Banda music, the Latin-flavored polka music, played from the center of town.
Lupé was thinking about Maria. Maria lived down the path from Lupé. She walked by the lower part of his yard every morning about 7:00 AM. She worked at the small tortilla shop on the main block in town. Tortillas were one thing the little rancho made that could always be counted on to produce an income for those who worked there. It wasn’t a big income, but any income in this rancho was a good income. The money is why he thought of Maria. She hadn’t been going to work.
Lupé thought maybe her hours changed when he stopped seeing her walk to work. Lupé began to notice a few strangers walk from the main road down the path toward Maria’s house after a few weeks. By the time he identified the strangers as a doctor and a few family members the rumors about Maria had spread. Some said she had cancer. Others said she had fallen prey to demons. Others say a curse had been cast.
Whatever the story was about Maria’s illness, he was shocked to see the doctor and Maria’s husband help her out to the main road. She was so thin. Lupé didn’t recognize her. She’d always been a pudgy, matronly figure. Now her dress hung on her. There was a man on each of her arm directing her down the path to her husband’s truck. Finally, her husband had to pick her up and carry her the remaining distance to the truck. She placed her head against his chest and almost disappeared in his arms.
Even though he wasn’t religious, Lupé crossed himself. He heard his mother’s voice say a prayer as she too watched with concern as this shell of a woman walk down the path.
“She doesn’t look good,” Lupé said to his mother.
“She is dying,” his mother said.
“How do you know that mother?” Lupé asked.
“I just do,” she said. “Old women know these things. As you get close to death, you recognize your fellow travelers.”
“Mother,” he said. “Be quiet, you will live to be a hundred.”
“That is not far off my dear,” his mother said.
Lupé knew his mother was right about her age and time on this Earth.
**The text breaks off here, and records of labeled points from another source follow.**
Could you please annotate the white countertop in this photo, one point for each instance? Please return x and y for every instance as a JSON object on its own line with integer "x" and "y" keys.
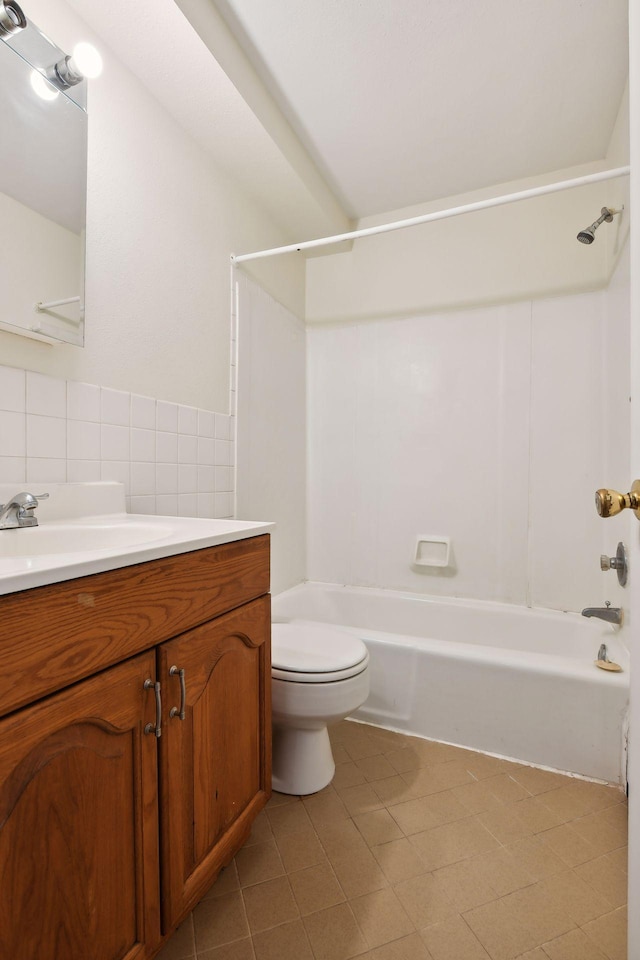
{"x": 70, "y": 542}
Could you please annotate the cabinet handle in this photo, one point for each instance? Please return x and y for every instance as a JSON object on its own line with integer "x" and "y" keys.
{"x": 181, "y": 711}
{"x": 157, "y": 726}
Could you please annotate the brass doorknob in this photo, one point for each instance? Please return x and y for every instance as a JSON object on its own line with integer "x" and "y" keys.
{"x": 610, "y": 502}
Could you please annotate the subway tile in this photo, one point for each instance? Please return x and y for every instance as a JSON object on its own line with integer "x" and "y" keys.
{"x": 187, "y": 505}
{"x": 206, "y": 451}
{"x": 83, "y": 401}
{"x": 187, "y": 420}
{"x": 83, "y": 440}
{"x": 206, "y": 506}
{"x": 223, "y": 505}
{"x": 115, "y": 406}
{"x": 166, "y": 447}
{"x": 187, "y": 449}
{"x": 13, "y": 469}
{"x": 223, "y": 479}
{"x": 143, "y": 412}
{"x": 206, "y": 480}
{"x": 167, "y": 505}
{"x": 46, "y": 470}
{"x": 167, "y": 416}
{"x": 115, "y": 442}
{"x": 143, "y": 505}
{"x": 46, "y": 396}
{"x": 119, "y": 471}
{"x": 13, "y": 434}
{"x": 167, "y": 478}
{"x": 206, "y": 424}
{"x": 187, "y": 478}
{"x": 143, "y": 479}
{"x": 46, "y": 437}
{"x": 83, "y": 471}
{"x": 13, "y": 389}
{"x": 143, "y": 444}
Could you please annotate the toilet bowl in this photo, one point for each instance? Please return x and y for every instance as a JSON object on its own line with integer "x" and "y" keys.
{"x": 319, "y": 675}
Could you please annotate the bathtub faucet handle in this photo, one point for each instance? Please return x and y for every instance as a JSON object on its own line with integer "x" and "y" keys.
{"x": 610, "y": 502}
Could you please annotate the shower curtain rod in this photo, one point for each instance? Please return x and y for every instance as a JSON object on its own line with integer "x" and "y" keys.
{"x": 438, "y": 215}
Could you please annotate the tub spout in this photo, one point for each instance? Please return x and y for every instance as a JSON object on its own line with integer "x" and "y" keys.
{"x": 608, "y": 613}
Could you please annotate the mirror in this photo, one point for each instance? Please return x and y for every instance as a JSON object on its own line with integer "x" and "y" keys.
{"x": 43, "y": 160}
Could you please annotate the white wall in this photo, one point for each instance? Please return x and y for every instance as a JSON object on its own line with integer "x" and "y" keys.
{"x": 161, "y": 223}
{"x": 271, "y": 432}
{"x": 521, "y": 251}
{"x": 41, "y": 261}
{"x": 488, "y": 426}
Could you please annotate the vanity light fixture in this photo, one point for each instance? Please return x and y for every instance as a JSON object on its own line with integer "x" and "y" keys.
{"x": 84, "y": 63}
{"x": 12, "y": 19}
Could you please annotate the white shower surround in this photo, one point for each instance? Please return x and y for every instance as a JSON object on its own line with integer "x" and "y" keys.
{"x": 507, "y": 680}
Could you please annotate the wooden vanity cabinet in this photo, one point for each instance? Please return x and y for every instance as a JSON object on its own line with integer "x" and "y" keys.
{"x": 214, "y": 764}
{"x": 110, "y": 835}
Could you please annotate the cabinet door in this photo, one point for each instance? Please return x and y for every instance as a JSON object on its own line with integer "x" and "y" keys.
{"x": 215, "y": 765}
{"x": 78, "y": 822}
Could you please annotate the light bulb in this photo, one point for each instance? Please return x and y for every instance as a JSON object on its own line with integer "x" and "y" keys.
{"x": 42, "y": 87}
{"x": 86, "y": 60}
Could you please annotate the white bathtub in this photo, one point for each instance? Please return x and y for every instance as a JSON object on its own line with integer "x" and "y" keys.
{"x": 503, "y": 679}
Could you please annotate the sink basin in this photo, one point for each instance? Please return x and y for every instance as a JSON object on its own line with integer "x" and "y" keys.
{"x": 84, "y": 529}
{"x": 75, "y": 538}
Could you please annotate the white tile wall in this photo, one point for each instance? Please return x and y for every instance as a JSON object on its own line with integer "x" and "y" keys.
{"x": 493, "y": 427}
{"x": 172, "y": 459}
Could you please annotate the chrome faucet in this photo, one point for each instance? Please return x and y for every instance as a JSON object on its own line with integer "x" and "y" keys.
{"x": 608, "y": 613}
{"x": 19, "y": 511}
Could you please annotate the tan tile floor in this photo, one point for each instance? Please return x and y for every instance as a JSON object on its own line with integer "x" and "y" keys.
{"x": 420, "y": 851}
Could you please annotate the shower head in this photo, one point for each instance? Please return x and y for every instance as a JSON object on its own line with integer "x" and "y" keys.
{"x": 588, "y": 235}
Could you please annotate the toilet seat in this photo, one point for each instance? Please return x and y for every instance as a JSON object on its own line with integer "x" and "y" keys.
{"x": 315, "y": 653}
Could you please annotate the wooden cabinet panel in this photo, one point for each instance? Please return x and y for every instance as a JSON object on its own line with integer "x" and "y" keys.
{"x": 78, "y": 822}
{"x": 56, "y": 635}
{"x": 215, "y": 765}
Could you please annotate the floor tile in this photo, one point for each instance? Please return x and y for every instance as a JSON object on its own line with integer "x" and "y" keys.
{"x": 289, "y": 941}
{"x": 606, "y": 879}
{"x": 408, "y": 948}
{"x": 358, "y": 873}
{"x": 181, "y": 945}
{"x": 381, "y": 917}
{"x": 220, "y": 920}
{"x": 375, "y": 768}
{"x": 576, "y": 897}
{"x": 269, "y": 904}
{"x": 377, "y": 827}
{"x": 288, "y": 818}
{"x": 453, "y": 940}
{"x": 425, "y": 900}
{"x": 500, "y": 931}
{"x": 334, "y": 934}
{"x": 422, "y": 851}
{"x": 315, "y": 888}
{"x": 347, "y": 775}
{"x": 465, "y": 884}
{"x": 300, "y": 849}
{"x": 226, "y": 882}
{"x": 452, "y": 842}
{"x": 258, "y": 863}
{"x": 398, "y": 860}
{"x": 240, "y": 950}
{"x": 610, "y": 934}
{"x": 573, "y": 946}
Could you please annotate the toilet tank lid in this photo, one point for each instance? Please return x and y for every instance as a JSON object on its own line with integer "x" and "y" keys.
{"x": 301, "y": 647}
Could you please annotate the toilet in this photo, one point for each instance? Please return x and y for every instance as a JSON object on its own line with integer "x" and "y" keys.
{"x": 320, "y": 675}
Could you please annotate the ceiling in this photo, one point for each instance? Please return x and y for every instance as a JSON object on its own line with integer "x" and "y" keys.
{"x": 328, "y": 111}
{"x": 404, "y": 101}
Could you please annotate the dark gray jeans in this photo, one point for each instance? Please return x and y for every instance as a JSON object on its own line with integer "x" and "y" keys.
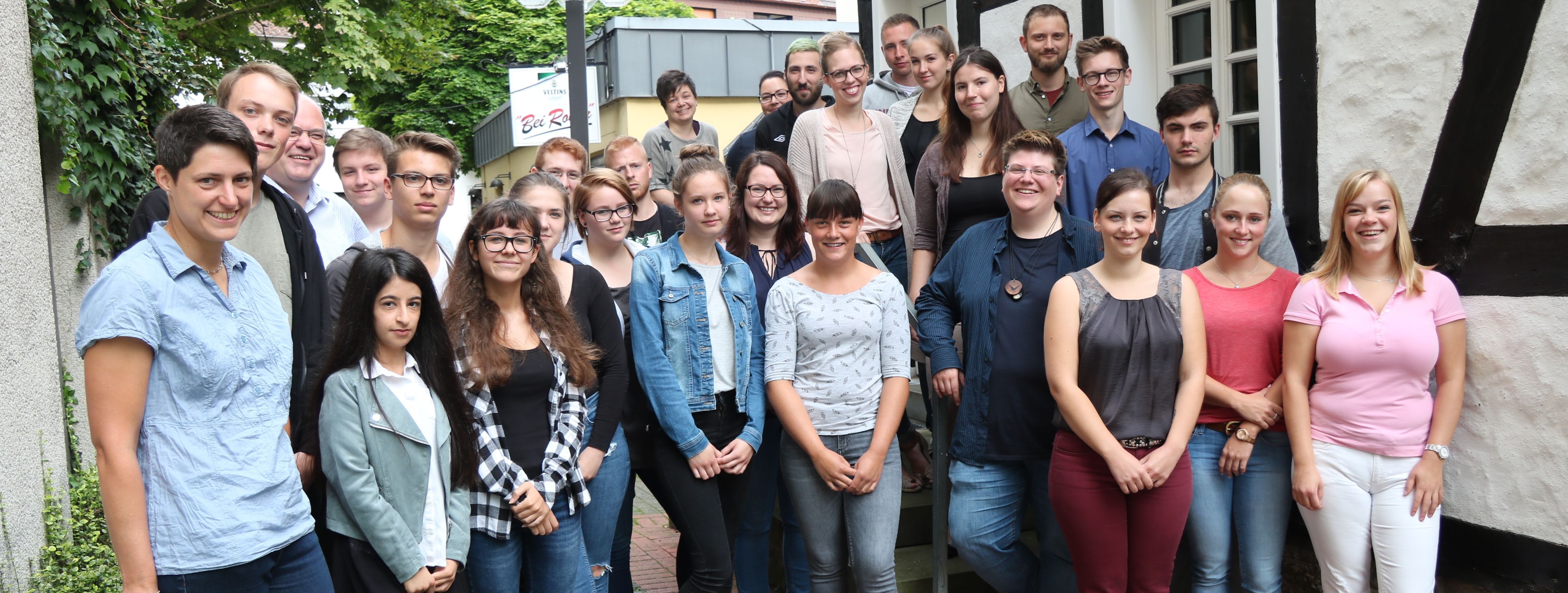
{"x": 846, "y": 531}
He shuddered at the thought of having to care for his brother alone.
“Are you scared of dying mother?” The question came as a shock to both of them. Lupé was not one to ask probing questions and his mother was not one to dwell on her own mortality, even though it consumed most of her thinking.
“I’m not scared of dying, mijo” she said with assurity. “Being dead will be good.”
“Good?” he asked with some alarm in his voice.
“Yes,” she said with simplicity. “I’m tired.”
Lupé ignored the response.
The truck with Maria and her husband sputtered to life. He heard it complain as it chugged uphill the two blocks until he could turn left and descend the long road down the mountain.
“We will not see Maria again,” his mother said.
“How do you know that?” Lupé snapped.
“She told me,” his mother said matter-of-factly.
“When did she tell you this?” he said slowly, watching his mother at the stove.
“Just now,” she said.
The hair on Lupé’s arms tingled. “What do you mean, ‘just now’?”
“Just now on the way down the road. In the truck,” she said softly.
Lupé didn’t know what to say.
“Being dead isn’t the end, mijo,” she said. “She’s free now. She’s home.”
“But how do you know?” Lupé asked a bit at a loss for words.
“My dear boy,” his mother said, still stirring the beans and lard. “I am near that occasion myself, and as you get closer you see things and hear things from beyond the veil.”
Lupé stood there consuming what his mother had said.
The banda music in town stopped, almost as if to give him time to digest what his mother had said. The silence rang through the streets in the absence of the music. The wind came down from the mountain, warm and humid. His mother turned her head into the breeze.
“Adios, Maria…mi amiga. Vaya con Dios,” his mother whispered to the wind.